I will say this is something like companies do as well. This one I don't think is necessarily as feels as fraudulent, but of course it's kind of, you know, like, oh, well, that's you find novelty in some some direction. Then another point that I would agree with that is, I guess, a little bit more sketchy is proclaiming that your work is a quote promising first step.

in your introduction, despite being fully aware that nobody will ever build on it. That is so sad, so sad to me, but I could totally see like that is totally true. And I've yeah, I basically I feel like I've seen that and then tried to contact the authors, you know, either for code or for questions about their method. And they just are really, really kind of dicey and flaky about getting back to me.

any that ring true for you andre yeah yeah i mean uh definitely these examples that he cites are very you know something that we're all aware to some extent exists of you know not tuning your baselines a well kind of uh

not being overly careful in your evaluation, submitting a paper, even if there are some issues with it, just so it can be published. So yeah, some of the things he highlights are definitely quite common. Although I will say that later on in his blog post, there are some things that I found less agreeable. So

He says that because everybody is complicit in the subtle fraud, nobody is willing to acknowledge its existence. And the said result is that as a community, we have developed a collective blind spot around a depressing reality that even at top conferences, the media and published paper contains no truth or insight, which is pretty...

Pretty intense. I would say, first of all, people are willing to acknowledge these issues that are ways to game the system, that there are issues with reproducibility and with evaluation. But I don't agree that, you know, if we median paper, so like, you know, at least half, maybe more papers, you

published at top conferences are basically worthless. I do think that we should give some credit to researchers wanting to do something of value and not just publish whatever they can. So I will say that I think it's a little too pessimistic, a little too cynical

And, uh, of course also it's, it says, please commit more blatant academic fraud. Meaning later conclusion is, you know, given this issue of subtle fraud, what we should do is commit even more explicit, you know, blatant fraud so that we can actually address this issue. And, um, you know, uh,

not allow it and really remove it, which I think is a satirical kind of thing that obviously isn't a serious suggestion. But at the same time, that does beg the question, well, what is a serious suggestion? How can you root out these subtle, small ways of gaming the system? And to me, it seems like there's always going to be ways to game the system, and that's always going to be common

So, yeah, I think even though it's not ideal, you know, we don't live in an ideal world. And I think it's a little it's a little unfair to be so critical while not acknowledging that maybe it's a little inevitable. Although, of course, things could be better.

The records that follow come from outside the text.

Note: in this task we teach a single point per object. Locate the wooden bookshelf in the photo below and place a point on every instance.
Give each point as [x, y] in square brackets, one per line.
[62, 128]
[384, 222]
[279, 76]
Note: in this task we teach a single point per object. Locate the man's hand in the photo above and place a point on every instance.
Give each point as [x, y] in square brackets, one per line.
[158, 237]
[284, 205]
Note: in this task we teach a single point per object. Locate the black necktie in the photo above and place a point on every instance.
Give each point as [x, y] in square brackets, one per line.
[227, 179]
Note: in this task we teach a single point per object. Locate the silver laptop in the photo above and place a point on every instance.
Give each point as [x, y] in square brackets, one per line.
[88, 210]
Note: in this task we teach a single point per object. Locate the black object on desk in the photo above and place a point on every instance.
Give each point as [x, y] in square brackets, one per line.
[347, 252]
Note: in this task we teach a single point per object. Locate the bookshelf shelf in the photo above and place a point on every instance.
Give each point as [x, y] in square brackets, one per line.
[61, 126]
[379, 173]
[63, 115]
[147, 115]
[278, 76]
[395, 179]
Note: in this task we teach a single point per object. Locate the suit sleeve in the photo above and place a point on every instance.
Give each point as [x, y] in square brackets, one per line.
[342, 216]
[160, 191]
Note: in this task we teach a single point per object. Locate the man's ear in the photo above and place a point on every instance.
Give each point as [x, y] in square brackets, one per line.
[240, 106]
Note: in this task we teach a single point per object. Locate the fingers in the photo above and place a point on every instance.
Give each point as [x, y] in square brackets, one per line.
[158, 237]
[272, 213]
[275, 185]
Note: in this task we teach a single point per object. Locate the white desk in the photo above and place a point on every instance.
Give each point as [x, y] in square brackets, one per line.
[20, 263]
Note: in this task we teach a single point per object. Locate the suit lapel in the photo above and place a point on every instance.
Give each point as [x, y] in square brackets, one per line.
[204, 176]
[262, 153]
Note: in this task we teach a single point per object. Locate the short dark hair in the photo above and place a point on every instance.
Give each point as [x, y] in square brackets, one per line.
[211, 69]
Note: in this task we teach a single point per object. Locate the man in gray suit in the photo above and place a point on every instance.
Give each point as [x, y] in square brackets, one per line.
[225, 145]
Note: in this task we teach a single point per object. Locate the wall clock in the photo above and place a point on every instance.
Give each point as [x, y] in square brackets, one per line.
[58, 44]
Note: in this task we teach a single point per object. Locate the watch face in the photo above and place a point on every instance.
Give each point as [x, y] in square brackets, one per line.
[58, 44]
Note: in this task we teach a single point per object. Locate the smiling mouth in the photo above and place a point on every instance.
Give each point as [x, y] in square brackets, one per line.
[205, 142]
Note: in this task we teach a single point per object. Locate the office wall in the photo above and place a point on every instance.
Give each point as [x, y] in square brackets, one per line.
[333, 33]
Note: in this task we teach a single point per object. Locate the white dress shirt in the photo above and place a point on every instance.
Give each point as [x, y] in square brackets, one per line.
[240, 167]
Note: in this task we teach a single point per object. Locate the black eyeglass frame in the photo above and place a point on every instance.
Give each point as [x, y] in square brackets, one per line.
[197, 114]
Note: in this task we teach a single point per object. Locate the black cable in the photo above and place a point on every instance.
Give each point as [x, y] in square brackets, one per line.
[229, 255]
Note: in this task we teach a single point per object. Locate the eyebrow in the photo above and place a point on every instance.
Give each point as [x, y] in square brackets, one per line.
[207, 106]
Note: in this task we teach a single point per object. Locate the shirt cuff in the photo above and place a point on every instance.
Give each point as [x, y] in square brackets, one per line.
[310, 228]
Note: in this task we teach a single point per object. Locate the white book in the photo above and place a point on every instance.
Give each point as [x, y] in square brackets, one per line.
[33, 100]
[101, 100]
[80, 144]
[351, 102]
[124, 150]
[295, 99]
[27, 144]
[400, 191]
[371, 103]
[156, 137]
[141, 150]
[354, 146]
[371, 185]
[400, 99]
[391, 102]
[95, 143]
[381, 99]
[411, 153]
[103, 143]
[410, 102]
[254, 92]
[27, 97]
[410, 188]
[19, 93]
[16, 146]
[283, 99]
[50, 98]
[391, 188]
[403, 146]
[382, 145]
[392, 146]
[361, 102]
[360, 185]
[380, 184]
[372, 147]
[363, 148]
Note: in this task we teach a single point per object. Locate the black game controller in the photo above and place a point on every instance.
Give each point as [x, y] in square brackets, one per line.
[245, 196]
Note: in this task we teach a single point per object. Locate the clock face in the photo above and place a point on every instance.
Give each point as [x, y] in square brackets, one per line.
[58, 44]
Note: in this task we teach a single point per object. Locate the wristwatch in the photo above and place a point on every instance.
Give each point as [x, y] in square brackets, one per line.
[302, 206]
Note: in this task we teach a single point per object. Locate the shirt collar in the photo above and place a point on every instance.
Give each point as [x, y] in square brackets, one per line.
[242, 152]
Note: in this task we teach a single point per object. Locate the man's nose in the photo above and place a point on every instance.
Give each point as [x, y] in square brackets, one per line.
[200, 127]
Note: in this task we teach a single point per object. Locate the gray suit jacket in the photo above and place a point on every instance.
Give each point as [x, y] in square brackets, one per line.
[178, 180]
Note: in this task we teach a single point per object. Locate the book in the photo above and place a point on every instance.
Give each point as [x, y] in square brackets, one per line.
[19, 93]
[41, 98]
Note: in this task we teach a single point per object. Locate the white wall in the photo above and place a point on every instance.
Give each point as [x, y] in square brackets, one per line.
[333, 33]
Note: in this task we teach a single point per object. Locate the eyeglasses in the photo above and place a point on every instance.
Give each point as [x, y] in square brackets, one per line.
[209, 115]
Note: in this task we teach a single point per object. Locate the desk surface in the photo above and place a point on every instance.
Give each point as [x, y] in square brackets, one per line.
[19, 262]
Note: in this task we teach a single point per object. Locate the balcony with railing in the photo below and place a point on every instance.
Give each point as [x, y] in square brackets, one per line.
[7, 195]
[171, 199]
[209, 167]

Yeah. I mean, for, for what it's worth, this is written by PhD students. So I would say in my darkest, my darkest moments of PhD, this is how I feel. So I, I don't, I don't blame him for, uh, being very, very cynical and, uh,

I do think there are problems. I don't completely follow the collusion ring thing unless it's kind of the implicit collusion rings that do form due to everyone implicitly agreeing and partaking in this kind of fraud.

If that's what that means, which he does mention and incite another another piece of work on. Yeah, it's it is it is very sad. And this is like a discussion that I've had with a lot of different researchers. So it is something that we discussed pretty out in the open. And it also has been interesting to discuss this with researchers.

a non-technical, someone outside of the AI community for sure, who hears, you know, myself and someone else talking about, you know, some of the issues that we have with, with publications and everything. And he was really, really enlightened and just didn't realize that he thought, you know, AI community is perfect, blah, blah, blah. Yeah.

Not companies, but academia. And I was like, oh, this is far from perfect, sir. And here's some things. And I'm glad I can share this article with him. But I think there is much to be improved, especially since at an extreme, this isn't just AI community. This is a lot of other...

scientific communities also suffer from some of these things. I feel like this is an academia kind of problem or research type of problem, incentives problem. Yeah, I think it's true that when you first enter research as an undergrad or master's or even PhD, you have this idealistic vision of research and pursuing the truth and you don't really know how the sausage gets made.

And when you're in there for a while, you start to understand that it's pretty messy and some aspects of it are not very pretty. There's politics, there's reviewing is a total mess. There's a lot of randomness as to what gets attention, what doesn't. There's a lot of things that could be improved.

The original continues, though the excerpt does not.